Gen Z is rallying against Republican state administrations, and one of the latest campaigns is against Virginia Gov. Glenn Youngkin, who announced a new tip line for dissatisfied parents to report teachers for teaching “divisive” subjects.
“We’re asking for folks to send us reports and observations,” Youngkin said, “help us be aware of … their child being denied their rights that parents have in Virginia, and we’re going to make sure we catalog it all … And that gives us further, further ability to make sure we’re rooting it out.”
From there, Gen-Z for Change, a coalition of creators and activists fighting for progressive change, stepped in using TikTok — asking people to flood the tip line with fake messages.
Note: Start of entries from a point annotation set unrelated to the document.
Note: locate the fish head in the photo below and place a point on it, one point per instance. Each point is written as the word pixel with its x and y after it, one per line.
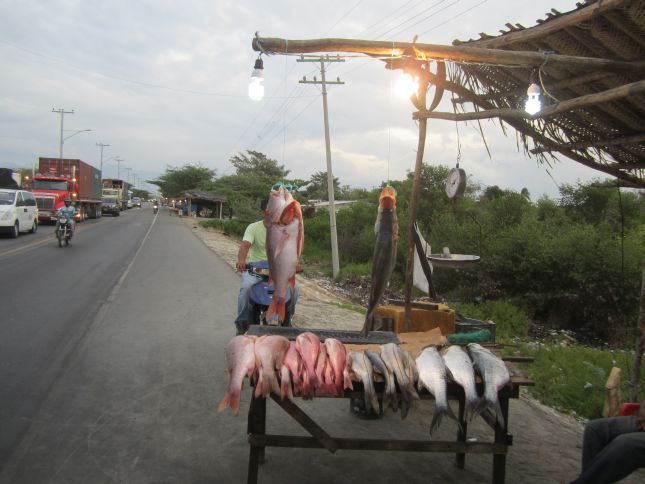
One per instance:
pixel 387 198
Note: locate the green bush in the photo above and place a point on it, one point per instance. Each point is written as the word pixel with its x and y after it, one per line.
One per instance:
pixel 510 321
pixel 572 378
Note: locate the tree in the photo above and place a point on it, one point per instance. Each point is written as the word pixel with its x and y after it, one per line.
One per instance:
pixel 317 188
pixel 175 181
pixel 257 164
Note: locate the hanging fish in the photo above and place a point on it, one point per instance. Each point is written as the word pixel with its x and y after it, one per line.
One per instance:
pixel 386 229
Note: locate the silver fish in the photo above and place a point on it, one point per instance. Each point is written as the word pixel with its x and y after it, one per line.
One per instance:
pixel 433 375
pixel 462 372
pixel 384 258
pixel 362 369
pixel 389 395
pixel 494 374
pixel 399 364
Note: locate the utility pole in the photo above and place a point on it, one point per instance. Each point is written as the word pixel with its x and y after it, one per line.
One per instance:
pixel 102 145
pixel 62 113
pixel 118 167
pixel 330 175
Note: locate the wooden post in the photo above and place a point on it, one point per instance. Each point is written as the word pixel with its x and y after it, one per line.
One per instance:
pixel 612 394
pixel 414 202
pixel 634 386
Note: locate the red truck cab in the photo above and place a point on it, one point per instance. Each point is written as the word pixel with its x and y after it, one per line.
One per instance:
pixel 51 192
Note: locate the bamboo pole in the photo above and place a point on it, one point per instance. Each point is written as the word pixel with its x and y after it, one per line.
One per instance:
pixel 529 59
pixel 634 386
pixel 414 202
Olivia Julianna, an activist working with Gen-Z for Change, led the charge. In a January 25 TikTok that now has over 10,000 likes, Julianna called on viewers to spam Youngkin’s tip line. Her following TikTok videos showed her writing an email with “real tips about her children” and using trendy sound effects to draw attention to the tip line.
“I previously led a social media campaign to take down the anti-abortion website that was set up in Texas, so I had experience using my platform to take down or bring attention to a tip line — but personally speaking, I was angry at how teachers in Virginia were being treated,” Julianna says. “They’re some of the worst paid in the country and there is already a shortage of them (partly because of how many are leaving the education field) so I thought we could use the tip line to bring attention to that issue and attempt to protect teachers from unjust surveillance or the anxiety.”
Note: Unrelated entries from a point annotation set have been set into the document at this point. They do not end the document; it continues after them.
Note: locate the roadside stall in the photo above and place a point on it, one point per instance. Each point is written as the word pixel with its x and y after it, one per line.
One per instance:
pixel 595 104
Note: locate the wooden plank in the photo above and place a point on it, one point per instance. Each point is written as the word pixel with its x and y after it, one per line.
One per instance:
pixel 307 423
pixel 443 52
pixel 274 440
The link in Gen-Z for Change’s TikTok bio leads users to varying options to become involved in their activism, including one that’s labeled “sent a CRT tip.” From there, people are led to a site where they can click on a button that automatically generates a fake email to Youngkin’s line.
The website, created by Sofia Ongele, a digital coordinator for Gen-Z for Change, states that the generated reports are mostly song lyrics, and options will change each time the page is refreshed.
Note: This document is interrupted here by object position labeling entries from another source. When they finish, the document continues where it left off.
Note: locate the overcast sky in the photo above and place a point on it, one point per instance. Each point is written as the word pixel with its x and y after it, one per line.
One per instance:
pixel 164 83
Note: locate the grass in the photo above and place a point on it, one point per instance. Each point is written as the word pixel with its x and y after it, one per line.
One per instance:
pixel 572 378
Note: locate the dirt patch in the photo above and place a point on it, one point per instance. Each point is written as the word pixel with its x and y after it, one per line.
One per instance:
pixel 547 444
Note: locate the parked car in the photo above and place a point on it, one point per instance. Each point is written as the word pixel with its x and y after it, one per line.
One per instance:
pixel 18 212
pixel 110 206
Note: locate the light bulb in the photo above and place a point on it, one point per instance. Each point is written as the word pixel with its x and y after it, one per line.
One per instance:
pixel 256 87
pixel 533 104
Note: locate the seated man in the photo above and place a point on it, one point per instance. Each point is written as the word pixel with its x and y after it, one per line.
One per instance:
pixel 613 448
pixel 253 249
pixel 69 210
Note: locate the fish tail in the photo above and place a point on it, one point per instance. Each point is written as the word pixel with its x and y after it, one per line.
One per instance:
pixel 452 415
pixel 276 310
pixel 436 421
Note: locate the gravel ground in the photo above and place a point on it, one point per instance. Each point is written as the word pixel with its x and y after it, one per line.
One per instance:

One example of a generated fake tip, emailed with the subject line “School Teaching Race,” says, “I have reason to believe Dan River High School in Ringgold is teaching race. I overheard my son saying ‘black people deserve equal rights.’”
“I mainly sent messages about the current state of education in Virginia, the truth about what critical race theory (CRT) is, and how it’s important we teach children the truth about history and the people in it,” Julianna says of her own emails to the line.
“Social media is a tool that can be used for good or bad purposes. Unfortunately for the politicians who want to weaponize it against the people, they don’t know how to use it as well as the younger generations do,” she says. “TikTok is a great way to interact with communities and people who have the same beliefs as you. It’s a great way to organize and have discourse online. I think it’s become a sort of safe space for a lot of teenagers to express themselves and their political beliefs, especially when they don’t have the ability to do that in real life.”
Julianna believes that Gen Z, along with being more progressive, also knows how to wield the internet and social media better than older generations — making a TikTok campaign the perfect tool to ask young people to get involved.
“Gen Z is more progressive in their beliefs and I also believe more motivated to deal with the issues that are present in our society. We have several collective generational traumas, like the war on terror, school shootings, economic recessions, and now the pandemic, that have given us all a sense of urgency to combat the issues our politicians and leaders just won’t,” Julianna says. “We deserve a future with certainty that our leaders will do what is best for us collectively, and not what is best for their own political agendas.”